Always fair, encouraging, and motivating.
Professor Anna Carr serves as Professor and Head of the Department of Tourism within the Otago Business School at the University of Otago. Of Ngāpuhi, Ngāti Ruanui, and Ngāruahine iwi affiliations, she descends from a fifth-generation New Zealand tourism family linked to Te Paea Hinerangi, the principal tourist guide of the Pink and White Terraces in the 1880s. Prior to her academic career, Carr was the owner-operator of two adventure tourism businesses, Southern Alps Guiding and Wild Earth Adventures, and worked in various New Zealand national parks for the Departments of Conservation and Lands and Survey. Her academic background includes undergraduate studies in art history and Italian at the University of Auckland, followed by a PhD from the University of Otago, where she commenced postgraduate tourism studies in 1997. She was appointed as a lecturer in 2001 upon completing her PhD, promoted to senior lecturer in 2004/2005, and subsequently to Professor.

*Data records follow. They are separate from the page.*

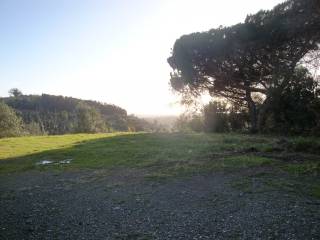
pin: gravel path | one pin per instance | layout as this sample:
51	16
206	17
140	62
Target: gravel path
124	205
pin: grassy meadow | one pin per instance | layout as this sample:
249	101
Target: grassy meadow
164	155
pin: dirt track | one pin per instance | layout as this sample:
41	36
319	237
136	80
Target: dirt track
124	205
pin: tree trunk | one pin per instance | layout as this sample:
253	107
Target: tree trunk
252	112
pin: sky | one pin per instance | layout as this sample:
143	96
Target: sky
113	51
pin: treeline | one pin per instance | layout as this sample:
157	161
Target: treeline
260	67
48	114
293	109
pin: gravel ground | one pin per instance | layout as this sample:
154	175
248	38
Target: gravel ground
122	204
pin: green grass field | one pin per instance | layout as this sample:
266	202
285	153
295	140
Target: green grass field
170	155
164	151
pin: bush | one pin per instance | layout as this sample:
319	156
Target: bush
10	124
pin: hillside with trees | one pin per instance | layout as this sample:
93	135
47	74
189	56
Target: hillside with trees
49	114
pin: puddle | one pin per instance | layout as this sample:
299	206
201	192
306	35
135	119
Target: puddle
65	161
46	162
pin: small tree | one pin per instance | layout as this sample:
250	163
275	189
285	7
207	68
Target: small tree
89	120
216	117
10	124
15	92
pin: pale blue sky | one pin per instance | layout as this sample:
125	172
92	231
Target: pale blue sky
110	51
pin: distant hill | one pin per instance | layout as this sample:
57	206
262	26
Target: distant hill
57	114
165	123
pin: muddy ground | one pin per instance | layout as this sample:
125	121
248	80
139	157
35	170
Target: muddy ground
123	204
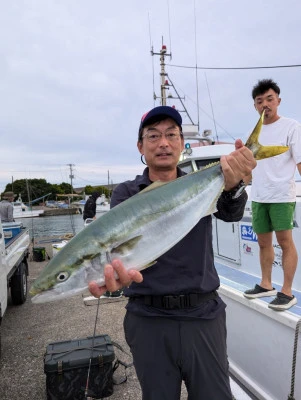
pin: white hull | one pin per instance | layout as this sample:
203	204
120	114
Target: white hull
28	214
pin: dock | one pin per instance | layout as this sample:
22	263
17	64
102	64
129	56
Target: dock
50	212
26	330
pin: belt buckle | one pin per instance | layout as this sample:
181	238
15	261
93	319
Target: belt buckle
173	302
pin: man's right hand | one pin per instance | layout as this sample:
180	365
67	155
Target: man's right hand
125	278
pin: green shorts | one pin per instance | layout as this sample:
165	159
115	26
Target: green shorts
269	217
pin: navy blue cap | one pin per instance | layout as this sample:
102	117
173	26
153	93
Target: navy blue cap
158	113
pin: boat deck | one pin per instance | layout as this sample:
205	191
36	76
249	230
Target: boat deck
242	281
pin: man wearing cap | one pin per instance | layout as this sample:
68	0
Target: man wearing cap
6	208
175	324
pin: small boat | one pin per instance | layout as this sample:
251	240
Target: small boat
23	211
102	204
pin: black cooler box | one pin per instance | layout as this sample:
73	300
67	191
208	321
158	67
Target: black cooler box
66	367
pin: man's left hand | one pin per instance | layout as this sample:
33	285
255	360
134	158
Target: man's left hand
238	165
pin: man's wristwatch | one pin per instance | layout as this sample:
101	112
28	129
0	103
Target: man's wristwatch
235	192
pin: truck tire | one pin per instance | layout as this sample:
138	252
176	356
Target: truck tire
18	286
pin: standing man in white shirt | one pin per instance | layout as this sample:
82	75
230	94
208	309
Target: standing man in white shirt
273	195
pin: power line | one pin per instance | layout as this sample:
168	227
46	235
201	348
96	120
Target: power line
235	68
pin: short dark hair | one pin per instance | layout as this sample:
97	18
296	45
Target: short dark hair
263	86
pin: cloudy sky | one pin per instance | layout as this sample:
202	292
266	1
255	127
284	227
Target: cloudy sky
76	76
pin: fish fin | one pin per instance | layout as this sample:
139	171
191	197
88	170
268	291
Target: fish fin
269	151
260	152
124	247
154	185
209	165
149	264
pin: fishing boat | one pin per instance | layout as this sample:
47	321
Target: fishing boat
102	204
23	211
262	344
263	351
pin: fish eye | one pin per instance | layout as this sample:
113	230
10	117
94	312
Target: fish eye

Carr's research interests center on tourism and recreation in protected areas, cultural landscapes, indigenous values, protected area management, and Indigenous/community tourism development. She has co-directed the Centre for Recreation Research since 2008 alongside Professor Brent Lovelock. From 2014 to 2020, she held a government Ministerial appointment to the Otago Conservation Board. Carr has been a visiting researcher at the University of Edinburgh (UK), Harstad Høgskolen and University of Stavanger (Norway), Wakayama University (Japan), Thompson Rivers University, University of Alberta, and University of Northern British Columbia (Canada). She is a member of the Canadian Mountain Network and an affiliate of the University of Otago Bioethics Department. Having supervised over 25 PhD students and more than 20 Master's students, she serves on the editorial boards of Tourism in Marine Environments, Journal of Ecotourism, Journal of Heritage Tourism, and Frontiers in Sustainable Tourism. Key publications include the edited books Indigenous Tourism: Australia and New Zealand (2017), Political Ecology of Tourism: Communities, Power and the Environment (2016), and Mountaineering Tourism (2015), as well as the article "Indigenous Peoples and Tourism: The Challenges and Opportunities for Sustainable Tourism" (Journal of Sustainable Tourism, 2016). Additionally, she contributed to the Marsden Grant-funded project Good Nature Bad Nature (2020-2024).